Gloria wouldn’t explain. “Not real death,” is all she said.
“The rules again are so simple a child could follow them. In the Sex-Scape environment our contestants will be free to pick from a variety of fantasy partners. We’ve packed this program with options, there’s something for every taste, believe you me. We won’t question their selections, but—here’s the catch — we will chart the results. Their suits will tell us who does and doesn’t attain sexual orgasm in the next session, and those who don’t will be handed their walking papers. The suits don’t lie. Find bliss or die, folks, find bliss or die.”
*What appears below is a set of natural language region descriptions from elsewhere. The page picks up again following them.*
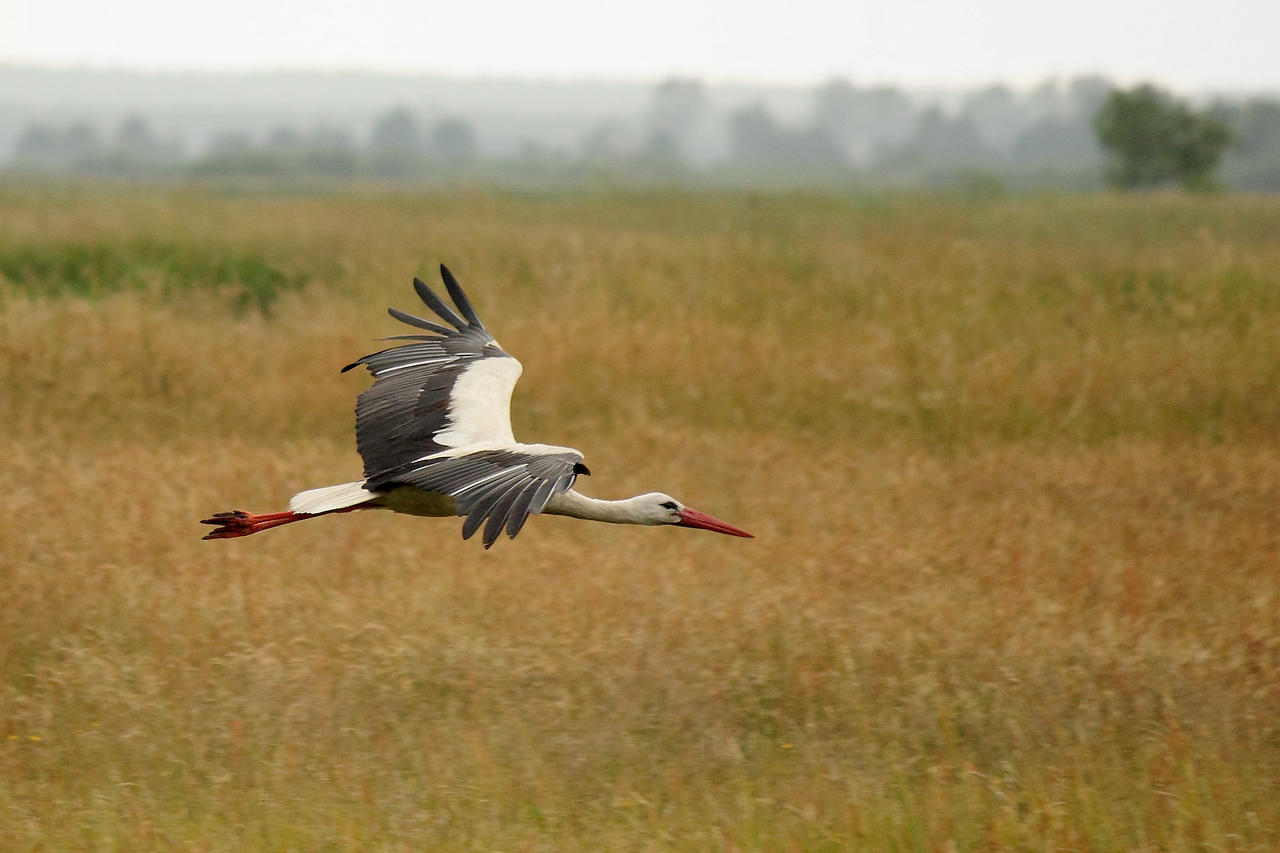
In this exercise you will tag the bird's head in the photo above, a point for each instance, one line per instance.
(657, 507)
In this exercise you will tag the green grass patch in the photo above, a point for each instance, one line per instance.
(99, 268)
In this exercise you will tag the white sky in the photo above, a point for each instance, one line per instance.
(1185, 44)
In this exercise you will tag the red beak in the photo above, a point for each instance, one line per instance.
(695, 519)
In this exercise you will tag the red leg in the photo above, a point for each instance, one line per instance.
(232, 525)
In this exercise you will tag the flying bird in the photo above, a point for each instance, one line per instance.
(434, 432)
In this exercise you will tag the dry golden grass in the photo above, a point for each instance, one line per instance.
(1013, 466)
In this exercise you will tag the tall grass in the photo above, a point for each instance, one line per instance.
(1013, 466)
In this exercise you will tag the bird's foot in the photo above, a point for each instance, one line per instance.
(240, 523)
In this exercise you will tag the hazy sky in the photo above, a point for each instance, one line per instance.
(1188, 45)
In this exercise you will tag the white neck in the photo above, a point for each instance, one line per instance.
(580, 506)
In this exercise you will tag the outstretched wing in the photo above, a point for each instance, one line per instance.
(499, 488)
(440, 391)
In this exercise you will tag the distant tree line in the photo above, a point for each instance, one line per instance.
(1077, 133)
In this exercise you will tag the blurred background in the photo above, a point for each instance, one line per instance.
(707, 94)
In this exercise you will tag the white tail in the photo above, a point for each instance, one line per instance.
(329, 498)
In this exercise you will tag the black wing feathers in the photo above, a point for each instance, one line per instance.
(494, 488)
(460, 299)
(398, 418)
(439, 305)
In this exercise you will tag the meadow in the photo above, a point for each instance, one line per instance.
(1013, 466)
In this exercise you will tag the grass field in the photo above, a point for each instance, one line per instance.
(1013, 464)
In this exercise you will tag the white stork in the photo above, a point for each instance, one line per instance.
(434, 432)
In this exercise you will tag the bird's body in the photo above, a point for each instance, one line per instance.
(434, 432)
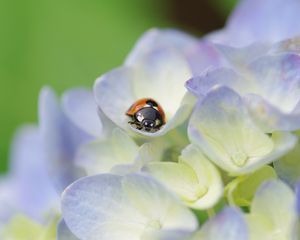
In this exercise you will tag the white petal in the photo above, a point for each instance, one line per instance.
(160, 75)
(116, 207)
(207, 174)
(103, 155)
(229, 224)
(222, 128)
(274, 203)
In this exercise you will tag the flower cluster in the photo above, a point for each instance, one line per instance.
(189, 139)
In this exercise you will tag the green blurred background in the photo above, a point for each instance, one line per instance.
(68, 43)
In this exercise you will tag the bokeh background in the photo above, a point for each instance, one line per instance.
(69, 43)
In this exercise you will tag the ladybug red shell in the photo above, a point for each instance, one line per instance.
(147, 115)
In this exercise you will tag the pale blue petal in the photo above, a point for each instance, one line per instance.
(273, 211)
(60, 140)
(256, 20)
(211, 79)
(80, 107)
(116, 207)
(21, 191)
(117, 90)
(223, 129)
(63, 232)
(240, 57)
(199, 54)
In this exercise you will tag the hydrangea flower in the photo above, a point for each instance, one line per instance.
(222, 127)
(64, 128)
(273, 212)
(21, 193)
(219, 150)
(193, 178)
(130, 207)
(264, 21)
(157, 67)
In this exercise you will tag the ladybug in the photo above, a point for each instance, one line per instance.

“You get it now?” said Gloria to me.
“I guess,” I said.
“As ever, audience members are cautioned never to interfere with the contestants during play. Follow their fantasies on the monitors, or watch their youthful bodies strain against exhaustion, seeking to bridge virtual lust and bona fide physical response. But no touchee.”
Kromer was going around, checking the suits. “Who’s gonna be in your fantasy, kid?” he said to me. “The snowman?”
I’d forgotten how they could watch me talk to Mr. Sneeze on my television. I turned red.
“Screw you, Kromer,” said Gloria.
“Whoever you want, honey,” he said, laughing.
Well I found my way around their Sex-Scape and I’m not too embarrassed to say I found a girl who reminded me of Lane, except for the way she was trying so hard to be sexy. But she looked like Lane. I didn’t have to do much to get the subject around to sex. It was the only thing on her mind. She wanted me to tell her what I wanted to do to her and when I couldn’t think of much she suggested things and I just agreed. And when I did that she would move around and sigh as if it were really exciting to talk about even though she was doing the talking. She wanted to touch me but she couldn’t really so she took off her clothes and got close to me and touched herself. I touched her too but she didn’t really feel like much and it was like my hands were made of wood, which couldn’t have felt too nice for her though she acted like it was great.